The SEA research program is operating in an area of scientific controversy. If one or more of the oceanic carbon sequestration solutions were to be implemented, the impacts that might occur worldwide would be impossible to predict. If the results from our research show there is a feasible oceanic pathway to sequester carbon at the gigaton level per year, or significantly higher, the question then looms: 'What are the consequences to ecosystems worldwide?' At our current state of knowledge it is simply impossible to accurately predict the full impact to the planet.
Clearly the SEA research program is a geoengineering effort to mitigate atmospheric carbon dioxide. The argument is often made that this would be a kind of giant experiment with our future. This is true. But the stark reality remains there really is very little choice for mankind as the Earth's atmosphere continues heating at an accelerating rate. The argument is often put forward that humanity should not be tinkering with the climate at all. Human-caused climate change, of course, already is a giant geochemical experiment that has a very real run-away global greenhouse dimension. Mankind has already been tinkering with the planet in a big way since the industrial revolution began in the mid-1800s.

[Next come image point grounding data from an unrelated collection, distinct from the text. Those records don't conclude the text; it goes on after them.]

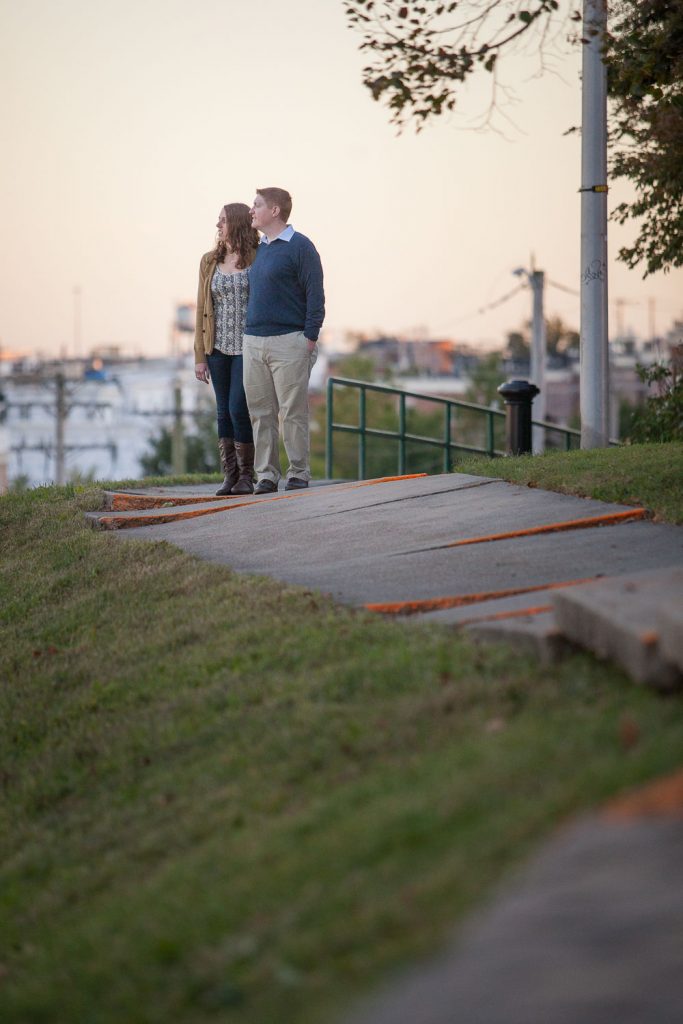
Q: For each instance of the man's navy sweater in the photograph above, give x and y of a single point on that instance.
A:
(286, 289)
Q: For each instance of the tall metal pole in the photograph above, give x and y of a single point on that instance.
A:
(594, 345)
(78, 322)
(539, 352)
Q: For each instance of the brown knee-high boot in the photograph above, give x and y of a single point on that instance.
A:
(245, 454)
(228, 462)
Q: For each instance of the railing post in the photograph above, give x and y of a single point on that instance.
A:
(518, 396)
(329, 456)
(491, 440)
(361, 435)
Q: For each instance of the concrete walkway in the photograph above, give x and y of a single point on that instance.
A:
(499, 559)
(592, 931)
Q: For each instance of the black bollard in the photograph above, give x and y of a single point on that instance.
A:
(518, 396)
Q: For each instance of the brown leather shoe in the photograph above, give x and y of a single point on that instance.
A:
(228, 463)
(265, 486)
(245, 454)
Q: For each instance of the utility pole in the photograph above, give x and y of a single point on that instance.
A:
(594, 343)
(60, 417)
(178, 436)
(539, 355)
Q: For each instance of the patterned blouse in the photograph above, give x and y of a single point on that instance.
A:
(229, 293)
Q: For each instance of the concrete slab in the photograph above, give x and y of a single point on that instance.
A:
(619, 619)
(590, 933)
(535, 634)
(670, 625)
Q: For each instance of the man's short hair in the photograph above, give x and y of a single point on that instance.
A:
(278, 197)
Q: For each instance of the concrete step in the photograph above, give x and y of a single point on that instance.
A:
(621, 619)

Lovelock's Gaia hypothesis proposes that all organisms and their inorganic surroundings on Earth are closely integrated to form a single and self-regulating complex system that maintains the conditions for life on the planet. We see the Earth as just such a system. We realize this self-regulating complex system has already been turned upside-down by man's unintentional massive release of carbon dioxide into the atmosphere for the last 100+ years. Tinkering with an aspect of Earth's interconnected web has already happened. Our approach is to act and to accept that some unintended consequences will occur, but that they are worth facing, measuring, understanding, mitigating and managing. The SEA climate change solutions will have a global impact but the programs can be launched with the approach of taking baby-steps and learning before we run. A small-scale application of carbon dioxide mitigation solutions can serve as a test and learning platform. This could be followed up by a global approach incorporating the lessons learned.

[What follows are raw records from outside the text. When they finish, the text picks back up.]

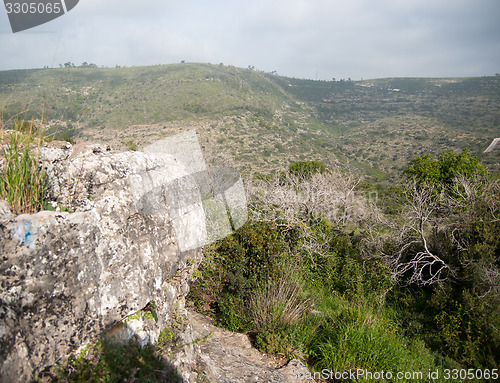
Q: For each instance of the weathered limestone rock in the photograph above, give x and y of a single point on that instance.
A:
(67, 277)
(226, 357)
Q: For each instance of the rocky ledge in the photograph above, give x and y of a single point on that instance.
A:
(125, 234)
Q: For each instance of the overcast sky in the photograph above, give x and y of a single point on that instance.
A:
(316, 39)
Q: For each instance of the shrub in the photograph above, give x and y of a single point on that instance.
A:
(279, 301)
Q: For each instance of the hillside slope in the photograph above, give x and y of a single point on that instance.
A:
(261, 122)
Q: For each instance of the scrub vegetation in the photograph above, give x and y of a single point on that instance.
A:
(373, 238)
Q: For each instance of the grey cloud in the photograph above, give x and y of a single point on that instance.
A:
(301, 38)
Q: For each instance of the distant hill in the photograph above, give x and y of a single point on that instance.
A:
(263, 122)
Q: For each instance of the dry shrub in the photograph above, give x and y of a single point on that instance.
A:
(280, 301)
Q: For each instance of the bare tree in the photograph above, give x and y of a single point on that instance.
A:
(297, 202)
(414, 261)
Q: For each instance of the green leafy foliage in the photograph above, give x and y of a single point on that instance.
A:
(306, 169)
(23, 182)
(441, 172)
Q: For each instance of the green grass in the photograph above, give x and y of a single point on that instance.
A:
(23, 183)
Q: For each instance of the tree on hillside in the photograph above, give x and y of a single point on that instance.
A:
(445, 198)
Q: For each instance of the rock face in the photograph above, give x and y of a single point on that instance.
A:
(67, 277)
(226, 357)
(125, 236)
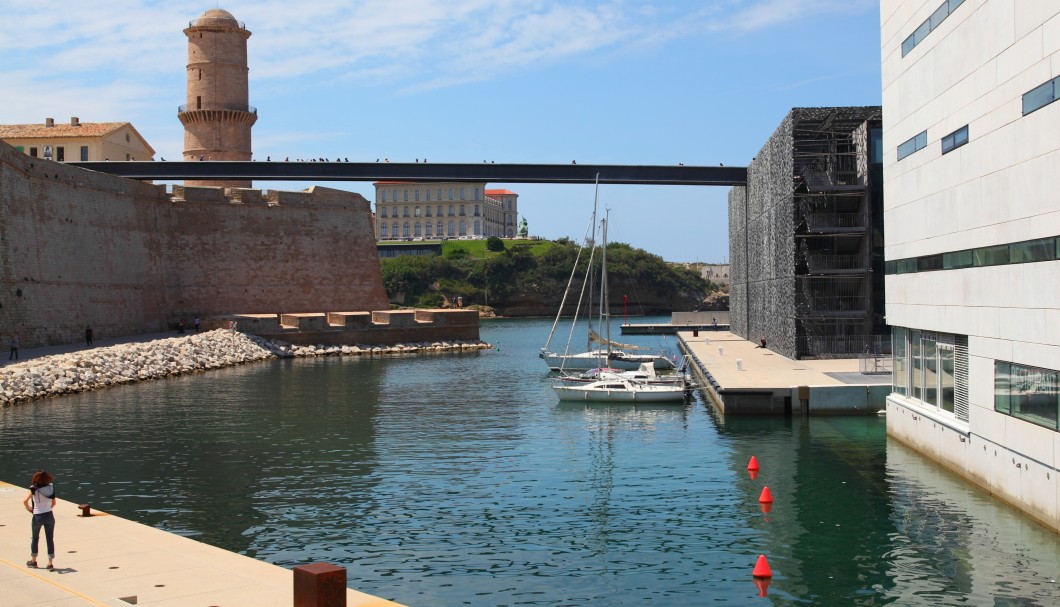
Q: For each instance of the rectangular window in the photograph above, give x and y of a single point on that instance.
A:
(955, 140)
(930, 24)
(1040, 96)
(1029, 393)
(915, 144)
(900, 364)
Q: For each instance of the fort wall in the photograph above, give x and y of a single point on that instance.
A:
(81, 248)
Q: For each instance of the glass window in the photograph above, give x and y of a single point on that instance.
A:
(991, 255)
(913, 144)
(931, 370)
(955, 140)
(915, 356)
(1039, 96)
(946, 377)
(1041, 250)
(900, 364)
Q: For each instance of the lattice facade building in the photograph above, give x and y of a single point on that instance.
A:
(806, 236)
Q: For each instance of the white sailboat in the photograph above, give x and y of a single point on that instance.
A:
(601, 352)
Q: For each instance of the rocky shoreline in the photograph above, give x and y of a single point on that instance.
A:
(116, 364)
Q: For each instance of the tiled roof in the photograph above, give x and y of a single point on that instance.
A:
(59, 130)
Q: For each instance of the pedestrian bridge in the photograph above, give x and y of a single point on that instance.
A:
(608, 174)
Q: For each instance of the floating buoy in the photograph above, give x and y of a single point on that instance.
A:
(762, 568)
(766, 496)
(763, 585)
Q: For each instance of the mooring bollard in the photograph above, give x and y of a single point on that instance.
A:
(319, 585)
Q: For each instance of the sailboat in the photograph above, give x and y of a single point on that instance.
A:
(602, 351)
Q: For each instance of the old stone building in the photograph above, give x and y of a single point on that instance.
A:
(806, 236)
(444, 210)
(77, 141)
(217, 115)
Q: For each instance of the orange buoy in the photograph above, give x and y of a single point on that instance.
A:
(762, 568)
(763, 585)
(766, 497)
(753, 464)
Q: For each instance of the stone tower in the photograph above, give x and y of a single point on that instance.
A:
(217, 115)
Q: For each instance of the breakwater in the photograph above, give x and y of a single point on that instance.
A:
(99, 368)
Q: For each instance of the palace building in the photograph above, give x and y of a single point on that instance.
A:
(407, 210)
(973, 239)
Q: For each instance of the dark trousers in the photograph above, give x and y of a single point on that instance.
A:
(46, 520)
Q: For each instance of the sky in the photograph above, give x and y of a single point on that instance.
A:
(607, 82)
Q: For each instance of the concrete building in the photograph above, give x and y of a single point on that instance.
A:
(77, 141)
(217, 114)
(806, 237)
(973, 229)
(407, 210)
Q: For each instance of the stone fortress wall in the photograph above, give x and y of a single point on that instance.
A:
(81, 248)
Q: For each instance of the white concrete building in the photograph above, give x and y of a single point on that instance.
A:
(972, 216)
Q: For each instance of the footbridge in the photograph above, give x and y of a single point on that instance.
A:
(608, 174)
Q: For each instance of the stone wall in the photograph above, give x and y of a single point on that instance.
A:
(80, 248)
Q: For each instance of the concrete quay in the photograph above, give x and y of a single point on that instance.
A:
(742, 378)
(107, 560)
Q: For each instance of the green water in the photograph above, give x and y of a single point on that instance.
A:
(459, 480)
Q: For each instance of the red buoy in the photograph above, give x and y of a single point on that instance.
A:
(763, 585)
(762, 568)
(766, 497)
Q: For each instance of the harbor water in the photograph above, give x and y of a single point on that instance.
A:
(459, 479)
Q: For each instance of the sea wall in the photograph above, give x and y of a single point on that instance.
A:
(82, 248)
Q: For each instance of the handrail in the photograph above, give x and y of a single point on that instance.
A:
(230, 106)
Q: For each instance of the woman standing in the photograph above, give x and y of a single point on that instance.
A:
(42, 497)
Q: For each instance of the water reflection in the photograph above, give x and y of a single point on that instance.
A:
(459, 480)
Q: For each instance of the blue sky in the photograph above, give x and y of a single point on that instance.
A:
(464, 81)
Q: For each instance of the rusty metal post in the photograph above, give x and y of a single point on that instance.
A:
(319, 585)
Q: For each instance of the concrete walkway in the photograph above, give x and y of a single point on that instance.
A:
(107, 560)
(752, 379)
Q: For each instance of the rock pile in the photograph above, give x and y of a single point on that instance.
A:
(116, 364)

The solutions that flow from the SEA research efforts could be broken down into two distinctive pathways. The first involves conducting selective solution applications right now to gain an understanding of planet impacts. This is a small-scale carbon dioxide mitigation program. This research effort would be taken before there are worldwide, climate change induced, catastrophic events that cause massive loss of life and suffering. When these do occur and become so severe as to jeopardize human survival then a second, truly global approach, could be considered. This second pathway would involve a radical, whole earth, application of natural-process-driven solutions that had already been tested on a small scale. The SEA climate change solution(s) we are exploring right now, when applied at this point, would very likely alter significantly the doomsday picture of a run-away-greenhouse-heating of the Earth's atmosphere. As these words are being written in 2018, the Sea Earth Alliance is rigorously applying science and technology to develop these global options. With extinction a very real possibility, these carbon dioxide mitigation options could be viewed, using an old football analogy, as a kind of late-in-the-game 'Hail Mary' for mankind.

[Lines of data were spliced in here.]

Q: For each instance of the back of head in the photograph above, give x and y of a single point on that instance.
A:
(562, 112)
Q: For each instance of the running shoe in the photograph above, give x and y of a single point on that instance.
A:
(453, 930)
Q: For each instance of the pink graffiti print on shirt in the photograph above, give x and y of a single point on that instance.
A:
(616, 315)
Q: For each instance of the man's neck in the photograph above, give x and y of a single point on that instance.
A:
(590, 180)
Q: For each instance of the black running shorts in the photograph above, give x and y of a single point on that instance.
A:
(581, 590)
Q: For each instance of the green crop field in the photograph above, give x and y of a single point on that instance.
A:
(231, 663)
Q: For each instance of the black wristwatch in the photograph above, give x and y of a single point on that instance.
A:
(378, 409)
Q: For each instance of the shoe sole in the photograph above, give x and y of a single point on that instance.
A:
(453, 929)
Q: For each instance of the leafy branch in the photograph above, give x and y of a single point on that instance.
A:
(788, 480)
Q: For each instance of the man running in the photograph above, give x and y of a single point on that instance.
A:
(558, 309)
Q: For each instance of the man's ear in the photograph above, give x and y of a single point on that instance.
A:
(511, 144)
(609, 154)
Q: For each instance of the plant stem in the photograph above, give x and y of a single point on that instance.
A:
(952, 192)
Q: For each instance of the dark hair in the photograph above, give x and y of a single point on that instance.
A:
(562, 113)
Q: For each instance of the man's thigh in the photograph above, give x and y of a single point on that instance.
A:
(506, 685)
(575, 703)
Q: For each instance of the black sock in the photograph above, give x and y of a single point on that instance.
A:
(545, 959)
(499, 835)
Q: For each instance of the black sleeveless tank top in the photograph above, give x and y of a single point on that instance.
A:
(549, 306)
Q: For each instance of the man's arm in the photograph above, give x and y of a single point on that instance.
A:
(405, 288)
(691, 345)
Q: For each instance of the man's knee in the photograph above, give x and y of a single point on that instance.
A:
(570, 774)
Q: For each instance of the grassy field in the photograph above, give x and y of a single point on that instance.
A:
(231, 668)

SUMMARY: Sea Earth Alliance is working toward the discovery and verification of atmosphere-ocean mechanisms that provide a path-forward for our planet to systematically slow and reverse the build-up of the major greenhouse gas carbon dioxide in the troposphere within the next ten years. We believe it is possible to slow and reverse the increase of carbon dioxide in the atmosphere in the near future. All of our efforts are centered on exploring one or more possible ways to sequester carbon in the Earth's oceans. With the global cooperation of first world countries, through the United Nations, one or more key carbon sequestration processes in select continental shelf areas could be jump-started and accelerated to actually prevent a run-away greenhouse effect from taking further hold on our planet.